How therapeutically tractable is MUC1 as a tumour-associated antigen?

Tumour-associated mucin-1 (TA-MUC1), a transmembrane glycoprotein, is an emerging anticancer target since it is widely expressed in most epithelial cancers but has limited expression in normal tissue. At the ESMO Congress 2025 (Berlin, 17–21 October), encouraging results were presented from a phase I/II, first-in-human study of DS-3939, a novel, first-in-class TA-MUC1-directed antibody–drug conjugate (ADC), which previously demonstrated TA-MUC1-dependent inhibition of cell growth in preclinical studies (Mol Cancer Ther. 2025;Jul 10) (Abstract 917O).

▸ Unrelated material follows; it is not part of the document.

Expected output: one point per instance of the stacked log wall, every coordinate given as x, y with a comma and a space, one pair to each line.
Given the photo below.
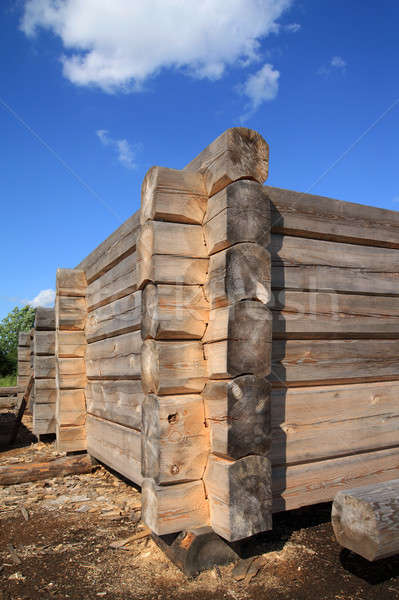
335, 356
44, 368
113, 393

The dose escalation portion of DS-3939 comprised 64 patients with epithelial-type advanced solid tumours expected to overexpress TA-MUC1, including biliary, breast, non-small cell lung cancer (NSCLC), and ovarian, pancreatic and urothelial cancers. At a median follow-up of 8.8 months, a confirmed complete response was reported in 1 patient with ovarian cancer (in whom lymph nodes were the target lesion), while confirmed partial responses were reported in 10 patients with NSCLC, ovarian cancer and breast cancer. There were 39 patients in whom the best overall response was stable disease, and 12 had progressive disease. Dr Daniel Tan from the National Cancer Centre Singapore and Duke-NUS Medical School, Singapore, comments, “This is an exciting trial, designed to demonstrate proof-of-concept in terms of how therapeutically tractable MUC1 is as a tumour-associated antigen. The population was heavily pre-treated; patients had received a median of three prior lines of therapy, and more than one-third had previously received at least four lines of therapy for locally advanced or metastatic disease. Considering this, it is striking that tumour reductions were observed across the dose levels, some of which lasted more than 12 months. This bodes well for evaluation in later-phase clinical studies.”

The toxicity profile appeared manageable; overall, 34.4% of patients experienced treatment-related grade ≥3 adverse events (AEs), and 17.2% of patients discontinued study treatment due to treatment-emergent AEs. Seven cases of treatment-related interstitial lung disease (ILD) were reported, including one case of grade 3 ILD, and there was one treatment-related death. “DS-3939 has a deruxtecan (DXd) payload, so we might expect a similar side-effect profile to other established ADCs with this payload, such as trastuzumab-DXd and datopotamab-DXd,” surmises Tan.

Equally important to establishing the activity of a novel therapy and demonstrating proof of concept is the ability to select patients who are most likely to derive clinical benefit. At the same Proffered Paper session, results were presented for monotherapy with the MET-targeting ADC, telisotuzumab adizutecan (ABBV-400; Temab-A) in a biomarker-selected population of 100 patients with 19 types of pre-treated MET-amplified advanced solid tumours (Abstract 918O). A 46% objective response rate was reported across all dose levels and tumour types, with higher rates observed in patients with NSCLC (69%) and gastroesophageal adenocarcinomas (71%). Median progression-free survival was 8.5 months in the overall population at a median follow-up of 14.4 months.

“This ADC had previously been validated in specific tumour types, including EGFR-mutated NSCLC (J Clin Oncol. 2025;43:8512–8512) and colorectal cancer (J Clin Oncol 2025;43:258–258). However, the current analysis confirms that activity can be demonstrated across a diverse range of solid cancers using a different biomarker-selected population,” says Tan.

In summary, as our clinical experience with different targets, linkers and payloads continues to expand, each clinical trial of a novel ADC and/or biomarker provides additional insights on how best to leverage this exciting therapeutic modality. These data will fuel ongoing efforts to further optimise patient selection and drug design, ultimately fulfilling the promise of high precision ADCs.